Probablement parce que chacun dans son coin s'est fait une idée personnelle de l'édifice, une idée incompatible avec celles des autres. Il y a sans doute une responsabilité dans le fait qu'enseigner "l'Histoire de France" fait hurler beaucoup d'historiens et d'enseignants à l'hérésie "scientifique". Les enthousiastes de la modernité se félicitent de ce que la France soit aussi "multiple" et "diverse". Ils ne se rendent pas compte que cette France-là est trop tiraillée par des forces contradictoires pour espérer former une entité unifiée autour du panache de laquelle l'unanimité se ferait. Il faut être Henri IV pour proclamer : tous ensemble, derrière moi. Si chaque petit chef peut prétendre représenter l'unité ("tous ensemble, mais derrière moi"), devinez ce qu'elle devient, l'unité (regardez la gauche française).

Car je suis frappé par le fait qu'aussitôt qu'on parle de projets, de construction collective, dès qu'il s'agit de se projeter dans l'avenir, d'envisager un futur commun, c'est la foire d'empoigne, comme si c'était devenu impossible. La population semble prête à en venir aux mains, et les responsables considèrent le "sens de l'Etat" comme une vieillerie. Il n'y a plus de vision proprement politique d'une nation qui n'est finalement plus gouvernée par des hommes de stature authentiquement politique qui aient « une certaine idée de la France » (suivez mon regard), mais gérée par une armée d'administrateurs (impeccablement formés) et d'experts-comptables (puissance de Bercy sur les orientations budgétaires). Ce genre de chef est d'avance hors d'état de concevoir et de proposer un projet politique. Qui aujourd'hui s'est fait « une certaine idée de la France » ?

J'en conclus que ce qui unit encore les Français tient exclusivement à ce qu'a été – et n'est plus – la France, et qu'il est devenu rigoureusement impossible pour ceux qui vivent aujourd'hui sur le territoire de se concevoir comme un corps collectif doté d'une âme collective et tourné vers l'accomplissement d'une œuvre commune. A la moindre évocation des problèmes de l'éducation, de comment s'y prendre pour éduquer et de ce qu'il faut enseigner aux jeunes Français, tout le monde sort les poignards. Même chose dans bien des domaines. Le corps et l'âme de la France ressemblent à Osiris démembré et éparpillé aux quatre coins du monde, mais il n'y a aucune Isis assez aimante pour partir sur les chemins, rassembler les morceaux et redonner vie. La France n'est pas divisée : elle est éparpillée.
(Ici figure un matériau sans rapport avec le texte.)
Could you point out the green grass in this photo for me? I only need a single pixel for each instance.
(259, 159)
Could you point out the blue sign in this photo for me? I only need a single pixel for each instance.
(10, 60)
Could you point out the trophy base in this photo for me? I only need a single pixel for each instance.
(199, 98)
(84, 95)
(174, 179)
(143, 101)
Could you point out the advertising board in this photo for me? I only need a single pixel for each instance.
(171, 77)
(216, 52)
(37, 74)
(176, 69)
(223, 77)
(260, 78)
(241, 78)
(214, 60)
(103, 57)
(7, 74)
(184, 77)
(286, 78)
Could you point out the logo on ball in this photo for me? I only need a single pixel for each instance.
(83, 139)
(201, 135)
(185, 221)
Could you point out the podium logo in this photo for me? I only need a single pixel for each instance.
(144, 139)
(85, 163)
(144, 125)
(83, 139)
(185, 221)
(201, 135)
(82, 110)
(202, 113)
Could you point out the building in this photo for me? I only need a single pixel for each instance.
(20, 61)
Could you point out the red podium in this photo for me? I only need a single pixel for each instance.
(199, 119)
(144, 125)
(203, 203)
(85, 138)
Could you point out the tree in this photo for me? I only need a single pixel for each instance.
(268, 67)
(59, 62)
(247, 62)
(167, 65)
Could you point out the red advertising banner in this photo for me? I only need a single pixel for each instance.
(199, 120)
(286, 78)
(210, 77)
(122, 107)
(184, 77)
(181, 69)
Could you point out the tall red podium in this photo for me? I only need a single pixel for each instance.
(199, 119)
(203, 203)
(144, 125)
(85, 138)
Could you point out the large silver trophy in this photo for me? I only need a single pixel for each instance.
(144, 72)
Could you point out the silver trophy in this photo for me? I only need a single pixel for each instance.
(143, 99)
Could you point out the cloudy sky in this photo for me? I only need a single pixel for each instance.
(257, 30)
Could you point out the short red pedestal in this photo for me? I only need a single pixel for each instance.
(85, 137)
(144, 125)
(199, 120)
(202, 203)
Quand on demande aux Français ce qu'ils veulent pour demain, il suffit d'écouter les revendications (leur seule raison de manifester au départ étant la difficulté à finir le mois, ce n'est qu'ensuite que les revendications les plus diverses sont venues se greffer) des gilets jaunes : ils veulent tout et son contraire, ça part dans tous les sens. Et je ne parle même pas des diverses parties de la société qui ne sont pas gilet jaune.

Et je ne parle surtout pas des revendications des différents groupes de pression et d'influence (ce qu'on appelle les "minorités"), qui réclament des mesures pour protéger et favoriser leur particularisme, et qui interdisent à quiconque de les critiquer ou de se moquer (certaines blagues impliquant les femmes ou les homosexuels il n'y a pas si longtemps sont carrément inimaginables, et je ne parle pas des couvertures du Charlie Hebdo de la grande époque - 1969-1982), sous peine de correctionnelle. Impossible aujourd'hui d'aboutir à un accord qui ressemble à un consensus majoritaire sur ce qu'il faut que la France devienne en tant qu'entité, identité, nation.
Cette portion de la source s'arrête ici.